NIST’s measurement services are primarily remote measurements, made continuously at a customer’s site with a GPS-enabled device, as opposed to one-time calibrations. All measurements are made automatically and are continuously traceable to the International System of Units (SI).
Universities, industry and the military often use NIST’s time services for calibration, synchronization and research. The public primarily uses free services such as the time.gov web clock, the telephone Time of Day service and the WWVB radio broadcast, which sets clocks and watches automatically. The WWV/WWVH shortwave broadcasts are used by everyone from amateur to professional radio operators and for public announcements. The internet time service (ITS) is used to set computer and server clocks. These services are extremely popular — the clocks synchronized by WWVB number in the tens of millions, and the clocks synchronized by ITS perhaps number in the billions.
Recording financial transactions with an accurate time stamp is an essential part of operating a fair and equitable financial market, and NIST has a large role in this endeavor. NIST clock services are used by many stock exchange data centers around the world.

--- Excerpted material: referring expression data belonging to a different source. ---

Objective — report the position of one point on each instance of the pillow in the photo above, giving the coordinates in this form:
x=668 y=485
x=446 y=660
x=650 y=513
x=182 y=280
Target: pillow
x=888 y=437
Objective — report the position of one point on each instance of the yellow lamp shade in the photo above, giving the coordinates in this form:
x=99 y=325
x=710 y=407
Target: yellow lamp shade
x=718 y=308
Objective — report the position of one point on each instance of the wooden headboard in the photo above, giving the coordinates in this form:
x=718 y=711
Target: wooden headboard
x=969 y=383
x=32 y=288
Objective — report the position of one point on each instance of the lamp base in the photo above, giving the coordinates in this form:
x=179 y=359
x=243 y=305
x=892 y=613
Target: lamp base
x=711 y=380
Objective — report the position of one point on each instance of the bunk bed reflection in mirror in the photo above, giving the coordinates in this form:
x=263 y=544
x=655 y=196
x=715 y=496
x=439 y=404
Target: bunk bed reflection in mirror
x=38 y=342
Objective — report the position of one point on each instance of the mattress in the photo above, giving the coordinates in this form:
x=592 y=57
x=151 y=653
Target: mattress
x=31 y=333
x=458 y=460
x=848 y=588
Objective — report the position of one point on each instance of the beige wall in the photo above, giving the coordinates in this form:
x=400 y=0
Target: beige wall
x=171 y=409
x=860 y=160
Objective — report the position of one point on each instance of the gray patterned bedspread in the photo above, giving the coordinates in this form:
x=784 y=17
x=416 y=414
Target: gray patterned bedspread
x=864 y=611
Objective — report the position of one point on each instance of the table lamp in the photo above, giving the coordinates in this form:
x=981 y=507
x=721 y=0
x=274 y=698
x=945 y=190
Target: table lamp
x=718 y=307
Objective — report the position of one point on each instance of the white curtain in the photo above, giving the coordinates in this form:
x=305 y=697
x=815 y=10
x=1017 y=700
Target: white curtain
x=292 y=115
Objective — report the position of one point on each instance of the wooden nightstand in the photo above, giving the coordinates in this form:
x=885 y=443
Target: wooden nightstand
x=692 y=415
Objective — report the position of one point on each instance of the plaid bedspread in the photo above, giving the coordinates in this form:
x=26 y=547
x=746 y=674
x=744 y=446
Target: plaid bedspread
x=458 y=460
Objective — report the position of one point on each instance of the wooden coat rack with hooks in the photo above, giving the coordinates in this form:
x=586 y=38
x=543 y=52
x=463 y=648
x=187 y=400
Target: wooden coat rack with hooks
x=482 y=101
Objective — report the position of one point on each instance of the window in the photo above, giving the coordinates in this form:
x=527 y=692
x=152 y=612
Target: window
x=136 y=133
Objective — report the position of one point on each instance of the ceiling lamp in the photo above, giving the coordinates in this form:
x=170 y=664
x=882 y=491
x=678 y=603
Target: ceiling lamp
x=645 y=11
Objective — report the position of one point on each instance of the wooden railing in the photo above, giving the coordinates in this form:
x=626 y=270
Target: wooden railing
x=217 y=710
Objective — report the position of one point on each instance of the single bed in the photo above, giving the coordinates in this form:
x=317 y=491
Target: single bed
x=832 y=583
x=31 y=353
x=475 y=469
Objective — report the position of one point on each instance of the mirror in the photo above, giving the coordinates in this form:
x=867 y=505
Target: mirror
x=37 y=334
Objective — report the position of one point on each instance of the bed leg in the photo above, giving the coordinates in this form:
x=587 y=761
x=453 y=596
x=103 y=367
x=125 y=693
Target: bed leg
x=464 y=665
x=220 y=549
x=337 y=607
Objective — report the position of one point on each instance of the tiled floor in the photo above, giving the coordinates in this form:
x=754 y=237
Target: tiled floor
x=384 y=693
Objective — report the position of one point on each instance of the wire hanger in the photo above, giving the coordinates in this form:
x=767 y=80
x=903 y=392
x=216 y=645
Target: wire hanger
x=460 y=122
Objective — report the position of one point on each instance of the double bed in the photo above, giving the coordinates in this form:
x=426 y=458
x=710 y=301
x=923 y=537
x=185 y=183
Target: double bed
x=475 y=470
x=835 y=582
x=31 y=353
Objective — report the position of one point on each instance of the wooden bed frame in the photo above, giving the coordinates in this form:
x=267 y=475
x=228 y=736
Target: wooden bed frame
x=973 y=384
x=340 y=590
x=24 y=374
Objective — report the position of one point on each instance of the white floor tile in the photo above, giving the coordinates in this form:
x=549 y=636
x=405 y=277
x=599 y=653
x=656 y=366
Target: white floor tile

“The Primary Standards Laboratory at Sandia National Laboratories utilizes NIST’s Frequency Measurement and Analysis Service (FMAS) and Time Measurement and Analysis Service (TMAS) to perform time and frequency calibrations,” says Eddie O’Brien, the project lead for Sandia’s Alternating Current Lab. “These systems provide excellent traceability to the International System of Units (SI), with monthly calibration reports delivered by NIST. In addition, the automated nature of the FMAS system simplifies the calibration process. NIST checks on the system daily, ensures it is operating as intended, and quickly resolves any issues.”
So far, we’ve covered fundamental measurement standards centered around the seven base units of the modern metric system, such as the kilogram and second. But there are many more standards, from those that measure the force of airplanes and rocket engines to those that help laboratories accurately measure radiation doses to patients with cancer. There’s even a standard that helps laboratories measure the flatness of objects, important for some high-tech products such as optical mirrors for telescopes. If science or industry has a fundamental measurement need, it’s likely that NIST has a standard for it.